Il parroco pronunciò un semplice discorso: «Non credo che la nostra parrocchia possa rianimarsi e risorgere, ma dal momento che siamo quasi tutti qui voglio fare un estremo tentativo. Vorrei che passaste tutti quanti davanti alla bara, a dare un’ultima occhiata alla defunta. Sfilerete in fila indiana, uno alla volta e dopo aver guardato il cadavere uscirete dalla porta della sacrestia. Dopo, chi vorrà potrà rientrare dal portone per la Messa».
Il parroco aprì la cassa. Tutti si chiedevano: «Chi ci sarà mai dentro?
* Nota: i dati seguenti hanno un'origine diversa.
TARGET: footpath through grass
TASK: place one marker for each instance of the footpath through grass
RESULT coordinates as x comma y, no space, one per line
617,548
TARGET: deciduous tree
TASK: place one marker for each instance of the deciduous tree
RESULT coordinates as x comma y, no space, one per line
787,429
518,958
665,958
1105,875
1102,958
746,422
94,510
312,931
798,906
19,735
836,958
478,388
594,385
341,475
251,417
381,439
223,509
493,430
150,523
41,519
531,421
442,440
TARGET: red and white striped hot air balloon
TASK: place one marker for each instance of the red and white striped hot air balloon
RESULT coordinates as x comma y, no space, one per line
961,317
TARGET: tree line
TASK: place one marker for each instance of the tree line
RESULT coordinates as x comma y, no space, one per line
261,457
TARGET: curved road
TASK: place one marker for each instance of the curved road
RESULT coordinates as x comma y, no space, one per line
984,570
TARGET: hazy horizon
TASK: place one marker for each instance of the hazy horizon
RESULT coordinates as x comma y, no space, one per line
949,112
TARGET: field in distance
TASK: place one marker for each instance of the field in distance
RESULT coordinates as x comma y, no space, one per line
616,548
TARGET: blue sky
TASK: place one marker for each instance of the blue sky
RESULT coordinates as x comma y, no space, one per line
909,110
Chi è veramente il morto?».
Cominciarono a sfilare lentamente. Ognuno si affacciava alla bara e guardava dentro, poi usciva dalla chiesa.  Uscivano silenziosi, un po’ confusi.

Perché tutti coloro che volevano vedere il cadavere della parrocchia di Santa Eufrosia e guardavano nella bara, vedevano, in uno specchio appoggiato sul fondo della cassa, il proprio volto.
«Anche voi, come pietre vive, formate il tempio dello Spirito Santo, siete sacerdoti consacrati a Dio e offrite sacrifici spirituali che Dio accoglie volentieri, per mezzo di Gesù Cristo» (1 Pietro 2,5).
Se c’è polvere nelle sale della tua parrocchia, c’è polvere sulla tua anima.


IL PASSEROTTO BEIGE
C’era una volta un passerotto beige e marrone che viveva la sua esistenza come una successione di ansie e di punti interrogativi.
Era ancora nell’uovo e si tormentava: «Riuscirò mai a rompere questo guscio così duro? Non cascherò dal nido? I miei genitori provvederanno a nutrirmi?».
Fugò questi timori, ma altri lo assalirono, mentre tremante sul ramo doveva spiccare il primo volo: «Le mie ali mi reggeranno? Mi spiaccicherò al suolo... Chi mi riporterà quassù?».
Naturalmente imparò a volare, ma cominciò a pigolare: «Troverò una compagna? Potrò costruire un nido?».
Anche questo accadde, ma il passerotto si angosciava: «Le uova saranno protette? Potrebbe cadere un fulmine sull’albero e incenerire tutta la mia famiglia... E se verrà il falco e divorerà i miei piccoli? Riuscirò a nutrirli?».
Quando i piccoli si dimostrarono belli, sani e vispi e cominciarono a svolazzare qua e là, il passerotto si lagnava: «Troveranno cibo a sufficienza? Sfuggiranno al gatto e agli altri predatori?».
Poi, un giorno, sotto l’albero si fermò il Maestro. Additò il passerotto ai discepoli e disse: «Guardate gli uccelli del cielo: essi non seminano, non mietono e non mettono il raccolto nei granai... eppure il Padre vostro che è in cielo li nutre!».
Il passerotto beige e marrone improvvisamente si accorse che aveva avuto tutto... E non se n’era accorto.